Britain was the first country to set the time throughout a region to one standard time. The railways cared most about the inconsistencies of local mean time, and they forced a uniform time on the country. The original idea was credited to Dr. William Hyde Wollaston (1766-1828) and was popularized by Abraham Follett Osler (1808-1903). The first railway to adopt London time was the Great Western Railway in November 1840; other railways followed suit, and by 1847 most (though not all) railways used London time. On September 22, 1847 the Railway Clearing House, an industry standards body, recommended that GMT be adopted at all stations as soon as the General Post Office permitted it. The transition occurred on 12-01 for the L&NW, the Caledonian, and presumably other railways; the January 1848 Bradshaw's lists many railways as using GMT. By 1855 the vast majority of public clocks in Britain were set to GMT (though some, like the great clock on Tom Tower at Christ Church, Oxford, were fitted with two minute hands, one for local time and one for GMT). The last major holdout was the legal system, which stubbornly stuck to local time for many years, leading to oddities like polls opening at 08:13 and closing at 16:13. The legal system finally switched to GMT when the Statutes (Definition of Time) Act took effect; it received the Royal Assent on August, 2, 1880.

Standard time in the US

Standard time in time zones was instituted in the U.S. and Canada by the railroads on 18 November 1883. Before then, time of day was a local matter, and most cities and towns used some form of local solar time, maintained by some well-known clock (for example, on a church steeple or in a jeweler's window). The new standard time system was not immediately embraced by all, however.

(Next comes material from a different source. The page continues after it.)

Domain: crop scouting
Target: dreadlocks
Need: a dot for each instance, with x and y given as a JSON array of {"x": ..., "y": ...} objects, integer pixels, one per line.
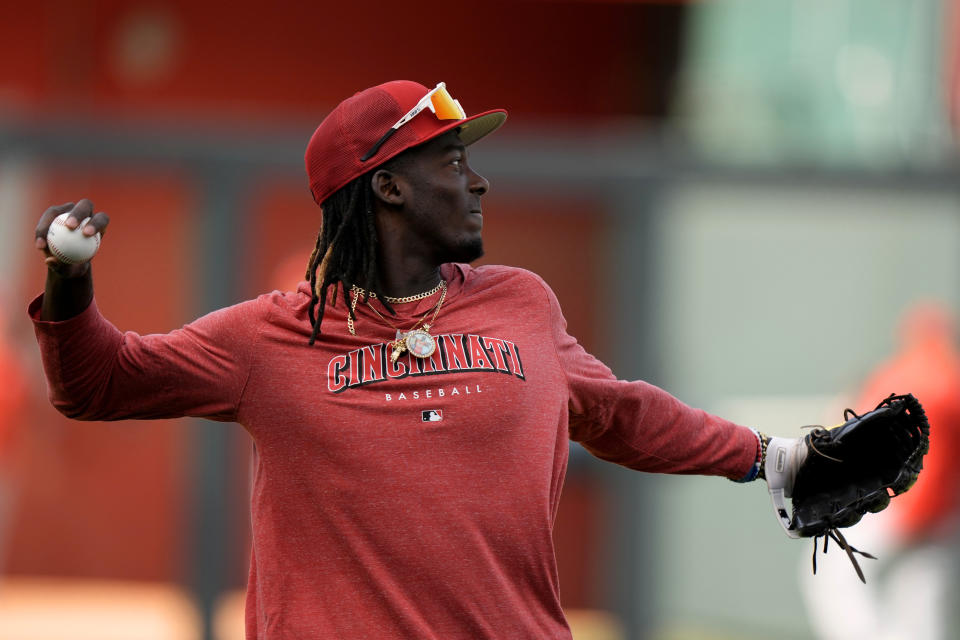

Detroit kept local time until 1900 when the City Council decreed that clocks should be put back twenty-eight minutes to Central Standard Time. Half the city obeyed, half refused. After considerable debate, the decision was rescinded and the city reverted to Sun time. A derisive offer to erect a sundial in front of the city hall was referred to the Committee on Sewers. Then, in 1905, Central time was adopted by city vote.

Use of standard time gradually increased because of its obvious practical advantages for communication and travel. Standard time in time zones was not established in U.S. law until the Standard Time Act of 1918 enacted on March 19.

Time zones were first used by the railroads in 1883 to standardize their schedules. Canada's Sir Sanford Fleming also played a key role in the development of a worldwide system of keeping time. Trains had made obsolete the old system where major cities and regions set clocks according to local astronomical conditions. Fleming advocated the adoption of a standard or mean time and hourly variations from that according to established time zones. He was instrumental in convening an International Prime Meridian Conference in Washington in 1884 at which the system of international standard time -- still in use today -- was adopted.

In 1918, Congress adopted standard time zones based on those set up by the railroads, and gave the responsibility to make any changes in the time zones to the Interstate Commerce Commission, the only federal transportation regulatory agency at the time. When Congress created the Department of Transportation in 1966, it transferred the responsibility for the time laws to the new department.

Time zone boundaries have changed greatly since their original introduction and changes still occasionally occur. The Department of Transportation conducts rulemakings to consider requests for changes. Generally, time zone boundaries have tended to shift westward. Places on the eastern edge of a time zone can effectively move sunset an hour later (by the clock) by shifting to the time zone immediately to their east. If they do so, the boundary of that zone is locally shifted to the west; the accumulation of such changes results in the long-term westward trend. The process is not inexorable, however, since the late sunrises experienced by such places during the winter may be regarded as too undesirable. Furthermore, under the law, the principal standard for deciding on a time zone change is the "convenience of commerce." Proposed time zone changes have been both approved and rejected based on this criterion, although most such proposals have been accepted.